Innocent Tshilombo, qui a passé 10 ans dans le camp de réfugiés de Kakuma, au Kenya, décrit comment subordonner des conditions aux transferts monétaires peut sérieusement affecter leur efficacité.

22 septembre 2021 — De Innocent Tshilombo

À propos de l’auteur

Innocent Tshilombo
Innocent Tshilombo

Il y a 10 ans, Innocent Tshilombo a quitté la RDC et a principalement vécu dans le camp de réfugiés de Kakuma depuis lors. Au sein de ce camp, il a fondé Kakuma Ventures. En 2020/2021, il a poursuivi ses études en Master en action humanitaire au Centre d’études humanitaires Genève. Ce cursus comprenait des modules portant sur les transferts monétaires, l’incitant ainsi à rédiger ce blog : une réflexion sur son expérience en tant que bénéficiaire d’une assistance.
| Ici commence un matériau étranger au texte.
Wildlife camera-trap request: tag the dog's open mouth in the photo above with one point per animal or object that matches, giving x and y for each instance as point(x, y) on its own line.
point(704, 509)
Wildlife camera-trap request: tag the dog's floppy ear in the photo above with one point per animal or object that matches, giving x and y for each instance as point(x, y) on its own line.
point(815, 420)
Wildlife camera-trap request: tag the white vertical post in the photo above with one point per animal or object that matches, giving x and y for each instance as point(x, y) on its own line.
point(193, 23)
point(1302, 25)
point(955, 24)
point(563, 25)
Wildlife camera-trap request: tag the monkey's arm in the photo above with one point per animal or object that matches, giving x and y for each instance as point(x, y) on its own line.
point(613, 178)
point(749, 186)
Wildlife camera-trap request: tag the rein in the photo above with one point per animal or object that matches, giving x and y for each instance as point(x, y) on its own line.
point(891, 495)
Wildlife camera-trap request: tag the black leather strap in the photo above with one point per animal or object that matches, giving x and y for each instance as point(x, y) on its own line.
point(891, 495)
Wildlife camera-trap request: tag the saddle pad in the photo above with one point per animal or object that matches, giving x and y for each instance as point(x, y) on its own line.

Mon expérience de l’assistance en espèces

Je suis arrivé au Kenya en 2009 après avoir quitté la RDC. Au cours des 10 dernières années, j’ai principalement vécu dans le camp de réfugiés de Kakuma. Kakuma est un camp situé dans le nord-ouest du Kenya où le PAM – Bureau de la coordination des affaires humanitaires des Nations Unies distribue chaque mois des coupons électroniques et apporte une assistance en nature via trois centres de distribution alimentaire gérés par leurs organisations partenaires, afin de répondre aux besoins d’une population de 157 539 personnes.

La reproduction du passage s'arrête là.